Chronique de Mustapha Jmahri : Une chercheuse américaine en visite à la cité de Mazagan

Au cours des trente dernières années, mes écrits consacrés à El Jadida et à sa région m’ont permis de rencontrer de nombreuses personnalités marocaines et étrangères : chercheurs, lecteurs et passionnés du patrimoine et de l’histoire du Maroc. C’est dans ce contexte que j’ai fait la connaissance, il y a une année, de Lily Ehrlich, une chercheuse américaine préparant en France une étude touchant un sujet aussi original qu’important : la présence portugaise à Mazagan.
Originaire de San Francisco, Lily Ehrlich poursuit ses études à l’université d’Aix-Marseille, où elle prépare un master sur la gestion interculturelle, avec une spécialisation sur le monde lusophone, ce qui l’a conduite à s’intéresser à Mazagan et à la présence portugaise de l’époque. Ayant pris connaissance de certains de mes travaux — livres et articles consacrés à El Jadida–Mazagan — elle m’a contacté afin d’échanger sur les éventuelles implications culturelles entre ces deux villes liées par l’histoire.
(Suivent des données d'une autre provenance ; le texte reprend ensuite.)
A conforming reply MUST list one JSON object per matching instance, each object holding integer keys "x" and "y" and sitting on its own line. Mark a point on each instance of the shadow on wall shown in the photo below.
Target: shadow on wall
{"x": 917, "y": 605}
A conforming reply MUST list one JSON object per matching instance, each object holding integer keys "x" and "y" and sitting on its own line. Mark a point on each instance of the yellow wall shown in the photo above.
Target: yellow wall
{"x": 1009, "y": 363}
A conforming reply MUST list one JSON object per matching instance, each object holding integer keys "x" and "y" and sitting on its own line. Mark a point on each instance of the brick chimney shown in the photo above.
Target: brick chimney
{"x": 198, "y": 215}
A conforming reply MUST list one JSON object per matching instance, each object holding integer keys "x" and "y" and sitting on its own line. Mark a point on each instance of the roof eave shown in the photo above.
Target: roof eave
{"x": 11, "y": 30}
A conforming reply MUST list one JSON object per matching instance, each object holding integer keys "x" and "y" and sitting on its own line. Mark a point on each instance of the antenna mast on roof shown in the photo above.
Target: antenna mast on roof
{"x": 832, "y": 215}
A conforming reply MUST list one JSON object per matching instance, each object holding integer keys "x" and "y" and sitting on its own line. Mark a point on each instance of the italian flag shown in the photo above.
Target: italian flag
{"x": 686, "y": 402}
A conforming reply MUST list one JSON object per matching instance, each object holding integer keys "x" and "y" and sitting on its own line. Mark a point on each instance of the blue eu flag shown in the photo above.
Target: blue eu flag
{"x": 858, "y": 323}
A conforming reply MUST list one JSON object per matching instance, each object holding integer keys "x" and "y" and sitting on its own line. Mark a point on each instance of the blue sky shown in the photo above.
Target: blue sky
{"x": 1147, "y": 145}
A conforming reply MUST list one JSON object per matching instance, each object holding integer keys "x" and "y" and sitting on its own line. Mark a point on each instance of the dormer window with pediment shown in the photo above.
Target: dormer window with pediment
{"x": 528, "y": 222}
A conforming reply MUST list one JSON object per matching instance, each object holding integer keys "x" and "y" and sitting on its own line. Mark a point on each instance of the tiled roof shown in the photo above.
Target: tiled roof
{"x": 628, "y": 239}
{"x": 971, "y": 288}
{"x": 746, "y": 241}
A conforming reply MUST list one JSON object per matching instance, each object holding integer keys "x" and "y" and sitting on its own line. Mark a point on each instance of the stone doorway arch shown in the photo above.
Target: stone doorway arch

Ses interrogations portaient notamment sur le patrimoine laissé par les Portugais de Mazagan, les conséquences du déplacement forcé de cette population en 1769 — en particulier la relocalisation de leurs descendants dans la région amazonienne —, ainsi que l’impact de cette migration sur leur identité culturelle. Elle s’est également intéressée à l’influence possible de cet héritage sur l’identité locale, à travers les traditions, les manifestations culturelles et les récits transmis de génération en génération.
Sur les conseils de sa directrice de recherche, la chercheuse s’est d’abord rendue au Portugal, où elle a échangé avec plusieurs universitaires spécialistes du sujet, dont le professeur José Alberto Tavim. Elle vient ensuite d’effectuer, en ce janvier 2026, un séjour à El Jadida. Cette visite lui a permis de découvrir la cité portugaise, de recueillir des témoignages et de réaliser une documentation photographique, matériau indispensable à l’élaboration de son travail académique.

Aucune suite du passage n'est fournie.